Kita bersukur kepada media kompas yang telah bekerja sama dengan paratai
politik peserta pemilu, dalam hal memberikan informasi tentang plafrom ekonomi
partai politik. Terlepas dari arah
platform ekonomi itu tidak sesuwai dengan permasalahan kebangsaan . Sebagai
masyrakat bisasa saya kita kita harus menyambut baik mengapa demikian ? karena pertama kita bisa
mengetahui platform ekonomi kebangsaan mereka dalam bercita-cita membangun
Indonesia kedepan sebagai landasan kita semua untuk menjatuhkan pilihan politik
pada pemilu 9 april mendatang. Kedua pemilu kita berlangsung dari masa orde
baru diawali dengan rezim yang berkuasa dalam tanda kutif dikdator dan pada
awal reformasi pemilu kita sudang tercemar dengan praktik-praktik politik uang
yang memuat sebagian masyrakat menurunkan minat dalam mengikuti pemilu ke
kepemilu, inilah untungnya dalam mengetahui platform ekonomi partai masyrakat
yang sudah boson dengan kepemimpinan yang sekarang misalnya bisa berganti
pilihan ke partaai yang dianggap itu bisa mewakili cita-cita kebangsaan nya.
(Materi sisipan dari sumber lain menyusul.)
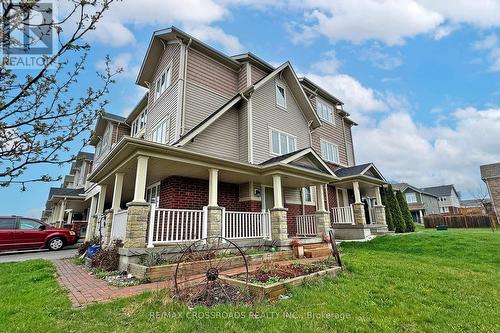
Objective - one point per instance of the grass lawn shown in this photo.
(429, 281)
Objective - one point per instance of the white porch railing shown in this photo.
(176, 225)
(306, 225)
(239, 225)
(342, 215)
(119, 226)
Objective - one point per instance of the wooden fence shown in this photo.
(460, 221)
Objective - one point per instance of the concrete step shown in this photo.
(317, 252)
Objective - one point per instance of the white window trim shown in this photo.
(322, 101)
(271, 129)
(338, 152)
(283, 86)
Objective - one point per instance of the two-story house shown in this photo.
(448, 198)
(231, 146)
(66, 204)
(421, 203)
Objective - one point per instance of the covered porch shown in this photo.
(163, 196)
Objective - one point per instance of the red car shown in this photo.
(18, 233)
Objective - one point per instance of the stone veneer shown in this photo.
(137, 225)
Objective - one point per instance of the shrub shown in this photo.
(388, 217)
(405, 210)
(397, 217)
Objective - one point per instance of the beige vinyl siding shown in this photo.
(220, 138)
(243, 132)
(331, 133)
(242, 77)
(166, 104)
(209, 86)
(266, 114)
(257, 74)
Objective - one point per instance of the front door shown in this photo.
(268, 198)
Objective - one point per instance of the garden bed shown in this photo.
(164, 272)
(271, 281)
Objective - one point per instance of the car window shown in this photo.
(29, 225)
(7, 224)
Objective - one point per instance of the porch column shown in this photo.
(279, 225)
(213, 211)
(322, 216)
(140, 179)
(138, 209)
(91, 219)
(115, 206)
(278, 192)
(358, 207)
(213, 179)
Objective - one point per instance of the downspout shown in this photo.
(184, 87)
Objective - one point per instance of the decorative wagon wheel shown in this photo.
(198, 273)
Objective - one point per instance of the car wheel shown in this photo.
(55, 244)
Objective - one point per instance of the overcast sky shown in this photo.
(420, 77)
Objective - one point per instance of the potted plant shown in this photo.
(297, 248)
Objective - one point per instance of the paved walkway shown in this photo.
(84, 288)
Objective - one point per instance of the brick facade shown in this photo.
(191, 193)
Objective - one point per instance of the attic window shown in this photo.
(280, 95)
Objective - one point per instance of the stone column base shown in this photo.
(359, 213)
(137, 225)
(279, 225)
(379, 214)
(322, 223)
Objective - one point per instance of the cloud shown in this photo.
(491, 45)
(329, 63)
(425, 156)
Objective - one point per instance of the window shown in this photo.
(307, 194)
(411, 197)
(280, 95)
(161, 133)
(329, 151)
(29, 225)
(325, 111)
(282, 143)
(8, 223)
(139, 123)
(162, 83)
(153, 193)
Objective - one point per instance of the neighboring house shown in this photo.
(448, 198)
(228, 146)
(420, 202)
(474, 206)
(66, 204)
(490, 174)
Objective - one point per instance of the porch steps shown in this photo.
(316, 250)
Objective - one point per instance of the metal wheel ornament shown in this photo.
(198, 273)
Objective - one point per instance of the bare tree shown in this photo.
(46, 109)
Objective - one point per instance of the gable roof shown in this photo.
(440, 191)
(367, 169)
(298, 91)
(403, 186)
(294, 157)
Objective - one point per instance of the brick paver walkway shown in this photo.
(84, 288)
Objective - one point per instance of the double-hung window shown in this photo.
(329, 151)
(325, 111)
(161, 133)
(280, 95)
(163, 82)
(411, 197)
(282, 143)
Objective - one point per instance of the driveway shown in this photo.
(37, 254)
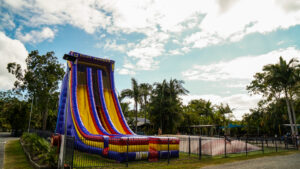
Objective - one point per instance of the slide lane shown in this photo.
(117, 106)
(105, 113)
(79, 126)
(112, 111)
(101, 130)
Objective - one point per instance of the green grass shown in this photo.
(184, 161)
(15, 157)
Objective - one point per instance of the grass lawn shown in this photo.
(15, 157)
(185, 161)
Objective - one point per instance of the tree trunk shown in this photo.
(45, 115)
(294, 116)
(135, 117)
(289, 111)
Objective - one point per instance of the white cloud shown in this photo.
(240, 103)
(210, 22)
(234, 20)
(36, 36)
(148, 49)
(86, 15)
(125, 71)
(175, 52)
(6, 21)
(112, 45)
(10, 51)
(242, 68)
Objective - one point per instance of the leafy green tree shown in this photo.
(145, 93)
(166, 106)
(223, 111)
(39, 80)
(278, 79)
(14, 113)
(133, 93)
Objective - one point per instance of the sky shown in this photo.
(215, 46)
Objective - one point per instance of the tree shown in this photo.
(145, 92)
(276, 78)
(133, 93)
(40, 79)
(13, 111)
(165, 106)
(224, 110)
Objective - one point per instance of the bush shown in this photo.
(40, 149)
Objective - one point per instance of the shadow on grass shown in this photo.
(15, 157)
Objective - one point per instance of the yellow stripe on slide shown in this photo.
(84, 109)
(164, 147)
(112, 111)
(131, 148)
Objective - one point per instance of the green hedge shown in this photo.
(40, 149)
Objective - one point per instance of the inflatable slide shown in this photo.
(95, 117)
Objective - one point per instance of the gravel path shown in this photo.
(4, 137)
(276, 162)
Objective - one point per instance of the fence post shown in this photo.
(262, 145)
(287, 143)
(189, 145)
(225, 146)
(296, 142)
(247, 145)
(168, 151)
(200, 148)
(127, 152)
(276, 145)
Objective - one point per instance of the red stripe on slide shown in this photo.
(119, 115)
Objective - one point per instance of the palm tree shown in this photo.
(223, 111)
(166, 105)
(284, 75)
(133, 93)
(145, 91)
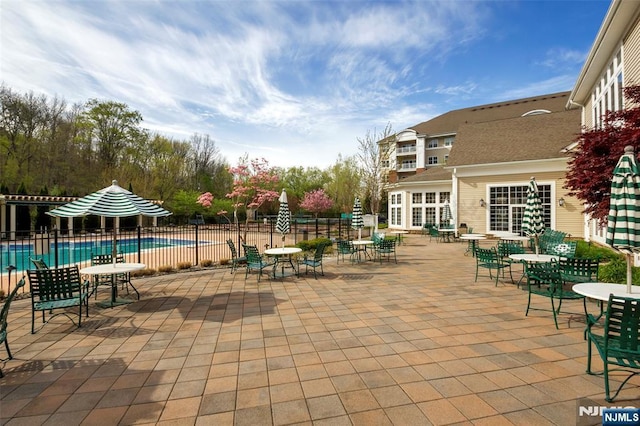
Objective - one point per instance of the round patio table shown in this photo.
(361, 247)
(114, 269)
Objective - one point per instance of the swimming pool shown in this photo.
(70, 252)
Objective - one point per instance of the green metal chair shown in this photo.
(39, 263)
(507, 248)
(433, 233)
(619, 343)
(235, 260)
(255, 261)
(345, 247)
(387, 248)
(565, 249)
(316, 261)
(489, 259)
(4, 315)
(545, 279)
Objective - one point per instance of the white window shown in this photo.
(507, 203)
(396, 209)
(607, 95)
(430, 197)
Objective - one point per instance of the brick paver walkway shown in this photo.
(414, 343)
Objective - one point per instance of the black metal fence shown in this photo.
(157, 247)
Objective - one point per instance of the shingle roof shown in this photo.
(533, 137)
(449, 122)
(432, 174)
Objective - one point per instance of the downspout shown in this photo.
(454, 199)
(588, 222)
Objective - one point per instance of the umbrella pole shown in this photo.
(114, 250)
(629, 271)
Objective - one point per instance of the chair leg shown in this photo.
(555, 318)
(6, 345)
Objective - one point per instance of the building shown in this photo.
(480, 160)
(612, 64)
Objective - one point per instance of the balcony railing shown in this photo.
(407, 166)
(407, 149)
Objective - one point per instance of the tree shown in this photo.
(254, 184)
(113, 127)
(374, 151)
(316, 201)
(597, 153)
(345, 183)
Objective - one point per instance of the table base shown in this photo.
(111, 303)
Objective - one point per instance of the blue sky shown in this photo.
(295, 82)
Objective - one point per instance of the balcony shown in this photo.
(406, 150)
(408, 166)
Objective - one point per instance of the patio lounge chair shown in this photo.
(4, 315)
(545, 279)
(489, 259)
(39, 263)
(619, 343)
(255, 261)
(316, 261)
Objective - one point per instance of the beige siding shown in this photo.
(568, 219)
(631, 49)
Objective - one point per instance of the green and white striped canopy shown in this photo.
(112, 201)
(283, 223)
(357, 221)
(623, 227)
(532, 220)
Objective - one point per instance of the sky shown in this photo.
(295, 82)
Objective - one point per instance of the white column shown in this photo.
(420, 153)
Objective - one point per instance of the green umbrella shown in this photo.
(112, 201)
(357, 221)
(283, 222)
(623, 227)
(532, 220)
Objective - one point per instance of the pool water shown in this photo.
(75, 252)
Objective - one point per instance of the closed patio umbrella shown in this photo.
(532, 220)
(357, 221)
(283, 222)
(112, 201)
(623, 225)
(446, 213)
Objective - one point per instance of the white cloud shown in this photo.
(259, 76)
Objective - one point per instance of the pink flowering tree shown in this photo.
(316, 202)
(205, 200)
(254, 184)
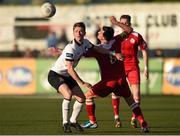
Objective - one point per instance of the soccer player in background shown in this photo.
(112, 79)
(129, 49)
(65, 79)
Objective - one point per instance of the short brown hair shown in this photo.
(79, 24)
(128, 17)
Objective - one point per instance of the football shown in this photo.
(48, 10)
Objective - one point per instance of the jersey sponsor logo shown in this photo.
(69, 55)
(173, 76)
(19, 76)
(132, 40)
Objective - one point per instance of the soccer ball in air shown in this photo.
(48, 10)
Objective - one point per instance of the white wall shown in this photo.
(163, 21)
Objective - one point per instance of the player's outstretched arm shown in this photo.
(145, 59)
(75, 76)
(55, 52)
(125, 27)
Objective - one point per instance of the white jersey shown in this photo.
(71, 52)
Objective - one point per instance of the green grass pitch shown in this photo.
(42, 116)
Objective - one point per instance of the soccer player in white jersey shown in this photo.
(65, 79)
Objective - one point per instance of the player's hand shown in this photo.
(113, 20)
(119, 56)
(146, 73)
(87, 85)
(54, 51)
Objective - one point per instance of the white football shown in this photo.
(48, 9)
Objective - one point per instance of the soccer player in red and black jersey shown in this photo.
(129, 49)
(113, 79)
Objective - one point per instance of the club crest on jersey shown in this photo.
(69, 55)
(132, 40)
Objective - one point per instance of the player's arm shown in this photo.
(74, 75)
(127, 29)
(108, 52)
(55, 52)
(145, 59)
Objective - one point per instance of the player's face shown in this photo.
(124, 21)
(100, 34)
(79, 34)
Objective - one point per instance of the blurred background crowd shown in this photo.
(22, 36)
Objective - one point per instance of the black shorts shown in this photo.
(56, 80)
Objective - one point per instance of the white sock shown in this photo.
(65, 110)
(76, 110)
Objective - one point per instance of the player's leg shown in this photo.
(138, 113)
(90, 109)
(98, 90)
(80, 98)
(67, 94)
(137, 97)
(134, 81)
(59, 83)
(115, 105)
(124, 91)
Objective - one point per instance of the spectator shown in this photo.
(16, 52)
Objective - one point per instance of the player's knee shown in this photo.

Platform Ekonomi Jangan Hanya
Sebatas Jargon
Kemenangan pemilu adalah kemenangan
rakyat Indonesia, maka sudah selayaknya dari partai yang memenagkan pemilu
harus mampu menjabarkan platform ekonomi yang telah di publikasaikan terhadap
masyrakat. Kita berharap kepada semua partai yang telah memiliki platform
ekonomi mampu menjabarkan dalam bentuk-bentuk program kesejahteraa kepada
masyrakat. Platform partai politik janagn lagi dijadikan kampanye belaka untuk
melolokan diri menjadi patai penguasa. Sudah saatnya partai politik mengabdikin
diri di Negara ini, sudah saatnya kepentingan rakyat sipil dijadikan tujuan
akhir atau hilir pembangunan. Partai politik tidak bisa lagi dijadikan alat
untuk menguras kekayaan Negara atau dijadikan alat oleh orang-oarang partai
politik untuk menimbun kekayaan pribadi. Negara ini punya luka yang
sangat-sangat mebekas pada kita semua, bagaimana kekuasan orde baru dari
kepentingan public dibawah untuk kepntingan pribadi, reformasi lebih-lebih banyak
elit yang terlibat dalam kasu-kasun korupsi seakan tidak akan berhenti.
Olehnya itu kita berharap agar
platform ekonomi merupakan komitmen untuk Indonesia. Rakyat mengimgkan yang
terbaik dalam pemilu 9 april 2014 mendatang. Arena itu adalah arena rakyat
untuk menentukan pilihan pada oang-orang yang memilki integritas tingi untuk
membangun Indonesia, rakyat menantikan partai yang bisa berbuat banyak ditengan
permasalahan ekonomi Bangasa Yang Kian Membelenggu Daearah-Daerah Di Indonesia.